By Bjorn Fehrm

August 11, 2016, ©. Leeham Co: I recently wrote about the need for Synthetic Vision and other aids to increase the situational awareness of commercial pilots. I asked the OEMs what their plans were for such aids.

One OEM answered that the system will take time until it gets offered as the additional training for the pilots to use the system is not popular with the airlines. It’s hard to monetize a concrete operational benefit for Synthetic Vision systems.

Figure 1. Embraer’s E190-E2 currently under flight test. Source: Embraer.

I have now got a slightly different answer from Embraer. Here is what they say.

“Airlines have been prioritizing other options of systems that provide an increase in situational awareness, especially in critical phases of flight, such as the RAAS (Runway Awareness and Advisory System) and the Dual HUD (Head Up Display).

“Nevertheless, Embraer understands the benefits of the synthetic vision system, especially in mountainous areas with a great number of obstacles, areas that frequently face bad weather, or regions with a poor airport and navaids infrastructure.

“As a matter of fact, Embraer is investing in the certification of the SmartView® synthetic vision system (SVS) for both E-Jets and E-Jets E2 platforms. The Honeywell SmartView® synthetic vision system (SVS) is a natural and intuitive depiction of flight symbology and 3D terrain on the primary flight display (PFD). It complements lateral and vertical situational views by synthesizing key flight information.”

So things are moving forward.

Runway protections

Today we will look into some other optional systems that Embraer and other OEMs are working on.  RAAS (Runway Awareness and Advisory System) that Embraer is writing about is a system that helps pilots to not make mistakes in their airport navigation.

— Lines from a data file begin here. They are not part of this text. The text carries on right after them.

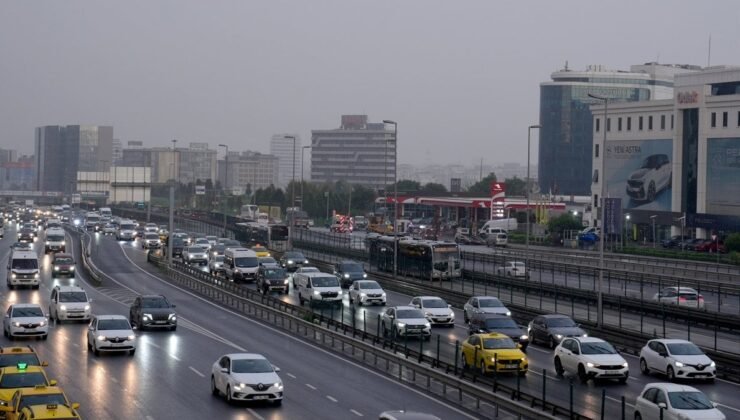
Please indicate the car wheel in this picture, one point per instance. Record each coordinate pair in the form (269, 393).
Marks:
(643, 367)
(670, 373)
(559, 367)
(582, 374)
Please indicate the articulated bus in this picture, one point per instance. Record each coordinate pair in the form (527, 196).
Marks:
(433, 260)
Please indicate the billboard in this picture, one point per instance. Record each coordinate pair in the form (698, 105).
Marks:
(723, 173)
(639, 172)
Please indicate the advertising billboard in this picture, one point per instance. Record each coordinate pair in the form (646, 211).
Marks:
(723, 173)
(639, 172)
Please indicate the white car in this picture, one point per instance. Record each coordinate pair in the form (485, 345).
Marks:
(484, 305)
(681, 296)
(676, 359)
(364, 292)
(679, 402)
(590, 358)
(110, 333)
(25, 320)
(246, 377)
(512, 269)
(437, 311)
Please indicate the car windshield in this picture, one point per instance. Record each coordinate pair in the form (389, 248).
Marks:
(351, 268)
(498, 343)
(689, 400)
(325, 281)
(597, 348)
(154, 302)
(12, 359)
(490, 303)
(560, 322)
(433, 303)
(246, 262)
(684, 349)
(27, 312)
(22, 380)
(72, 297)
(495, 323)
(369, 285)
(113, 324)
(251, 366)
(409, 314)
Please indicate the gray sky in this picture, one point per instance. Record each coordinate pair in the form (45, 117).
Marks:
(460, 77)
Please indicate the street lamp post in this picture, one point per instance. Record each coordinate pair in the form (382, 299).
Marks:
(528, 186)
(602, 182)
(226, 181)
(395, 194)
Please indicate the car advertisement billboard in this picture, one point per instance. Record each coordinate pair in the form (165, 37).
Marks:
(639, 172)
(723, 173)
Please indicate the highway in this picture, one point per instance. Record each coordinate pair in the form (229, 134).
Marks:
(168, 377)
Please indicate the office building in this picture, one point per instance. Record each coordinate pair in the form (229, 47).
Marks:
(358, 152)
(565, 139)
(282, 148)
(674, 163)
(62, 151)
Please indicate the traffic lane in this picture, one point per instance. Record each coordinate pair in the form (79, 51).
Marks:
(300, 367)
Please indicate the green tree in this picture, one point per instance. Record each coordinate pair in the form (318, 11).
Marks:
(483, 187)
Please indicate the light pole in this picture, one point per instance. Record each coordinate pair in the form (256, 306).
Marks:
(303, 149)
(226, 180)
(602, 181)
(529, 188)
(395, 194)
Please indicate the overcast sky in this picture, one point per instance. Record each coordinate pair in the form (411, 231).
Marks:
(460, 77)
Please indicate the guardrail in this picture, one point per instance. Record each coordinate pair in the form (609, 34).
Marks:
(377, 352)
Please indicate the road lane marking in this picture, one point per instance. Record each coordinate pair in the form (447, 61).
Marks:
(196, 372)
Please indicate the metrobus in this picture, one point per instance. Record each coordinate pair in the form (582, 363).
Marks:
(433, 260)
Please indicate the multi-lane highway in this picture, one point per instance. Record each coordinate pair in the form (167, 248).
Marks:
(168, 377)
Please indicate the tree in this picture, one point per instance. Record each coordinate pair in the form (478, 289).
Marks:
(516, 187)
(483, 187)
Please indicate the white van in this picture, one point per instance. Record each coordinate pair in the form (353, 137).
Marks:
(318, 287)
(23, 269)
(240, 264)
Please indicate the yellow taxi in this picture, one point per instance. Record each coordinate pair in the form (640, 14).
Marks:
(47, 396)
(261, 251)
(11, 356)
(13, 378)
(48, 412)
(494, 352)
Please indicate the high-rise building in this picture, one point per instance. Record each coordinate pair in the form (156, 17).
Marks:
(358, 152)
(62, 151)
(283, 149)
(566, 140)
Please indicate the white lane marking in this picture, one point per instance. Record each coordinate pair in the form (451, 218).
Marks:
(297, 340)
(196, 372)
(254, 414)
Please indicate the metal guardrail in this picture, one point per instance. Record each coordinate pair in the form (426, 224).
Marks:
(377, 352)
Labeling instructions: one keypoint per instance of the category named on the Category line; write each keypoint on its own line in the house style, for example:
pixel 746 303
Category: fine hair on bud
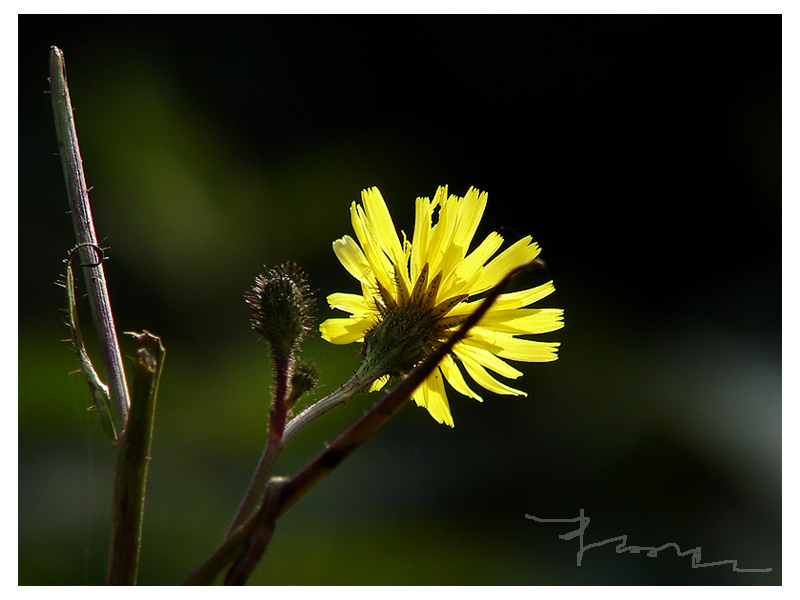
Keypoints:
pixel 282 306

It’s not obvious but perhaps the most difficult part of a mission can actually be the navigation on the airport before or after the flight, especially for large and complex airports. Look at Figure 2, a map of the Boston Logan Airport.

Figure 2. Boston Logan airport with runways, taxi-ways and aprons. Source: FAA.

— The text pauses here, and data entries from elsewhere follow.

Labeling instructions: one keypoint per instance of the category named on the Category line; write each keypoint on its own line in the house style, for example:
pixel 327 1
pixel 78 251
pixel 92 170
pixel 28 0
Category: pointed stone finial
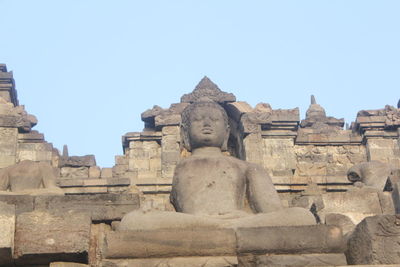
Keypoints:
pixel 206 88
pixel 315 110
pixel 206 83
pixel 3 68
pixel 65 151
pixel 313 100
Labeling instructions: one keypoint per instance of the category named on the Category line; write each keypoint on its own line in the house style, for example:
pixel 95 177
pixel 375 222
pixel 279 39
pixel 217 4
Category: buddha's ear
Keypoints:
pixel 185 137
pixel 225 143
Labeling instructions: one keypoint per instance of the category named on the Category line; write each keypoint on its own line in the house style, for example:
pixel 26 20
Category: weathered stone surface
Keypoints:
pixel 355 204
pixel 101 207
pixel 206 88
pixel 94 172
pixel 7 228
pixel 97 239
pixel 35 151
pixel 106 173
pixel 41 237
pixel 376 240
pixel 67 264
pixel 74 172
pixel 8 146
pixel 290 239
pixel 333 259
pixel 372 173
pixel 170 243
pixel 216 261
pixel 78 161
pixel 383 150
pixel 279 156
pixel 29 177
pixel 22 203
pixel 236 109
pixel 340 220
pixel 31 137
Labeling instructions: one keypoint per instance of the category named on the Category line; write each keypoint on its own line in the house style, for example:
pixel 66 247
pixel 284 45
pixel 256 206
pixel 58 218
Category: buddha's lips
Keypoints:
pixel 207 131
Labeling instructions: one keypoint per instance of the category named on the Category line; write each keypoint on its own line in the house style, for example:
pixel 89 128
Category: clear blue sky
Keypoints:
pixel 87 69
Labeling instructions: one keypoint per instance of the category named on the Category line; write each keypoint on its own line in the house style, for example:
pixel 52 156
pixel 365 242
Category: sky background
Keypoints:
pixel 88 69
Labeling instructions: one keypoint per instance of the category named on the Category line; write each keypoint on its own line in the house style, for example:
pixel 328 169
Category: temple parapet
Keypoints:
pixel 348 180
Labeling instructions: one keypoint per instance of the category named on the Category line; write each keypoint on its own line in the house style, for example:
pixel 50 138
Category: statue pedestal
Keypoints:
pixel 316 244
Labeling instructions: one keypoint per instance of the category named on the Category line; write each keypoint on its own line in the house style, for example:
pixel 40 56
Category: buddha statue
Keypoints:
pixel 212 189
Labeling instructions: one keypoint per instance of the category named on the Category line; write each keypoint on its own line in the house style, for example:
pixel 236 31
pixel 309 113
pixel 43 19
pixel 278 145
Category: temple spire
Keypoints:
pixel 207 88
pixel 313 100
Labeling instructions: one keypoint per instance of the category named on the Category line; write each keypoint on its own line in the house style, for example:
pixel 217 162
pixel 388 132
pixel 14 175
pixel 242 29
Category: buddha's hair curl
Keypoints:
pixel 185 116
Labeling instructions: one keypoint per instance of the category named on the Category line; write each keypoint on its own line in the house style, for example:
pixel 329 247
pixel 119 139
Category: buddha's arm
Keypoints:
pixel 261 193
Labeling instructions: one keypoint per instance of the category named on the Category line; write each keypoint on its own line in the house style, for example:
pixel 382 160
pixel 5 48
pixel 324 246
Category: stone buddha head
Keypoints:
pixel 204 124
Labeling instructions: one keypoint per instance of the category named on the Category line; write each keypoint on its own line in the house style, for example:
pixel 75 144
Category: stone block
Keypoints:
pixel 383 150
pixel 97 238
pixel 170 143
pixel 31 137
pixel 94 172
pixel 216 261
pixel 41 237
pixel 72 172
pixel 356 204
pixel 171 130
pixel 290 240
pixel 376 240
pixel 85 190
pixel 253 150
pixel 7 229
pixel 22 203
pixel 67 264
pixel 8 146
pixel 236 109
pixel 118 181
pixel 333 259
pixel 121 160
pixel 119 170
pixel 139 164
pixel 35 152
pixel 78 161
pixel 101 207
pixel 170 243
pixel 106 173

Imagine that you are parked at Terminal B, Gate B14. Ground Control gives you a clearance to Taxi “Take taxiway Charlie (C) to Mike (M), then to November (N) and hold at November 3 (N3)”. In bad visibility you have to find the correct taxiways, hold and await clearance to pass Runway 22R/4L to get to Mike, turn left and once again hold and get clearance to pass 15R/33L and 15L/33R.

With hundreds of aircraft taxing each day and night, there is every possibility that someone gets something on the back foot. Then imagine the consequences if an aircraft is crossing a runway by mistake when another is landing.

RAAS is normally an extension of an existing collision avoidance system, the Ground Proximity Warning System. It uses a database of all airport maps and GPS to keep check on where the aircraft is and where it’s going. Should a pilot be going the wrong way, it will warn audibly “Approaching runway 22 Right” or “Takeoff on a Taxiway.” The latter is not as crazy as it sounds. In bad visibility, there is not much difference on what one sees of a Runway or a broad Taxiway. Both are long, straight and aligned in the correct bearing.

Another system which I was asked to describe was Airbus Runway Overrun Protection System (ROPS) and Brake to Vacate.

Both build on the fact that the aircraft has a lot of information around the aircraft, its flight status and the airport where one will land.  With the ROPS/Brake to Vacate system knowing the aircraft’s configuration, position/speed, weight, wind/temperature and the runway length, it can calculate if the runway is of sufficient length for a landing. If a dry landing would be OK but there would be a problem with a wet runway the system warns “IF WET: RWY TOO SHORT”. On the A350, there is a knob to set the runway condition so there the warning would be “RWY TOO SHORT” if there would be risk of a runway overrun when landing.

After touchdown the system checks the stopping distance with the present brake and thrust reverse levels. If insufficient, it yells/displays; “MAX BRAKING, MAX THRUST REVERSE”.

Brake to Vacate (BTV) is an automatic brake mode in the system that brakes in an optimal fashion to exit on a selected taxiway. Figure 3 is the Flight Management System’s (FMS) page for setting the wanted exit taxiway on Toulouse airport. Landing is on Runway 14L and the magenta lines shows stopping distances with max braking.

Figure 3. Selection of exit taxiway on the FMS “Brake to Vacate” screen. Max brake stopping distances are in magenta. Source: Airbus.

The screen could be from the A380 or A350, which both offer BTV. I used the system to exit at a selected taxiway when I did my landing with A350 MSN002 last April.  After touchdown, I activated thrust reverse, the BTV systems then modulated the wheel brakes for me to have 10 knots groundspeed when we approached the selected taxiway. I then took over by touching the brakes and started steering with the nose-wheel Tiller (nose-wheel steering handle) on to the taxiway.

Runway Overrun Protection System is a safety system that should avoid runway overruns. Brake to Vacate is more of a convenience system for the pilot to get off at a certain taxiway with optimal use of the brakes.